Astoria resident Michael Naess argued in last week’s Chronicle that he shouldn’t be prevented from renting out a spare bedroom in his condo on Airbnb (“Airbnb empowers New Yorkers,” Opinion, Dec. 12, multiple editions). But as one of the authors of the 2010 state law that enabled the city to take enforcement actions against illegal short-term rentals, I’d just like to make it clear: What Mr. Naess is doing isn’t illegal!
Mr. Naess wrote in his op-ed that he rents out his spare bedroom on Airbnb — as long as he’s home when that happens, it doesn’t violate the illegal hotel law. As far as the city and state are concerned, Mr. Naess, and the many other New Yorkers hosting guests in spare bedrooms, aren’t violating the illegal hotel law.
Airbnb has put its PR machine into overdrive to scare the New Yorkers hosting Airbnb guests, hoping they will push their elected officials to change the law in ways that will benefit Airbnb’s biggest source of revenue in New York: illegal hotel operators, the folks who take entire residential apartments and turn them into illegal hotel rooms.
The reality is, the illegal hotel law isn’t the real threat to everyday New Yorkers who occasionally host Airbnb guests.
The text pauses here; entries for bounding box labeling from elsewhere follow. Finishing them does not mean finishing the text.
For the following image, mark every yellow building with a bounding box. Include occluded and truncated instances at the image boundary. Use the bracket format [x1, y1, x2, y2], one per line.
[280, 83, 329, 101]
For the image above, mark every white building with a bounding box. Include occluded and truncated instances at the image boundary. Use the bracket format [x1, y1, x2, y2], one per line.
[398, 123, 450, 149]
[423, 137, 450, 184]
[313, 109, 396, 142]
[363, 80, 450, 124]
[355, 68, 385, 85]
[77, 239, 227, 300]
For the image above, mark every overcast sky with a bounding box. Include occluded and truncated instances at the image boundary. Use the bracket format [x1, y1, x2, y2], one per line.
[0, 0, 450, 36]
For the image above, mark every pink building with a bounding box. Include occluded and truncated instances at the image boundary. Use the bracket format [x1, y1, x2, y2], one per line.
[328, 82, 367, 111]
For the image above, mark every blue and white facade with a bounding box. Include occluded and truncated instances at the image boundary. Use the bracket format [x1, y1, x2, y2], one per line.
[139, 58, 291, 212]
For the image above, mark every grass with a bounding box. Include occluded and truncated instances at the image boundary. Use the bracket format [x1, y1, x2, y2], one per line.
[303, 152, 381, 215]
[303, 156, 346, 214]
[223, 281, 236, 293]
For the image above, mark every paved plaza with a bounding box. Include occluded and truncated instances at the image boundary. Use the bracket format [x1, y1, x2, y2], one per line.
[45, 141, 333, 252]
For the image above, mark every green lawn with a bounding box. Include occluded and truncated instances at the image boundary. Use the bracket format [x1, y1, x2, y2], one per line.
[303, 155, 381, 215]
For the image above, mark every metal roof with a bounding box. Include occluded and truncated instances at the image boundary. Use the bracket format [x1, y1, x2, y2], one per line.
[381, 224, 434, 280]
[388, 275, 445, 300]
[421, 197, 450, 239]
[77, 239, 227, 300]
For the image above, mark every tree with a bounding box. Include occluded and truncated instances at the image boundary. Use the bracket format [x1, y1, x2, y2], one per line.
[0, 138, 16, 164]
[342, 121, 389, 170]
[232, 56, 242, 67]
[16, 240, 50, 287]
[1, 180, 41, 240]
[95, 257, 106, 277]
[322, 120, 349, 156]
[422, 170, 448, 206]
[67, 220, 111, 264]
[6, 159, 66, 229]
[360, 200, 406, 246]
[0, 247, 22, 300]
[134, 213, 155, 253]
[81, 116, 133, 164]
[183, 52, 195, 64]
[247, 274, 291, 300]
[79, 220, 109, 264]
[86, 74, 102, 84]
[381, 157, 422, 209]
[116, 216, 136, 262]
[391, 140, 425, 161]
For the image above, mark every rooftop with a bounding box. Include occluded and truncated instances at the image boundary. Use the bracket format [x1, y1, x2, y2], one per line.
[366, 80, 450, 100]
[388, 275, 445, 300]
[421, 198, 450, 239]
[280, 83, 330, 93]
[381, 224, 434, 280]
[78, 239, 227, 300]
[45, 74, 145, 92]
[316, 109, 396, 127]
For one thing, if you’re just renting out part of your apartment and you’re home the whole time, then you’re not violating the law. (The law also does not apply to one- and two-family homeowners.) For another, the enforcement system is complaint-driven, and designed to target the worst offenders who are creating safety and quality-of-life problems for neighbors in their buildings.
The real threat to tenants and co-op/condo owners who host Airbnb guests is the fact that much of the time, they’re violating their leases or co-op/condo bylaws, and they can be evicted if they’re caught by their landlord or building management. I’ve asked Airbnb to clearly explain this risk to potential hosts in New York — it’s the responsible thing to do! Unfortunately, but maybe not surprisingly, they’ve refused.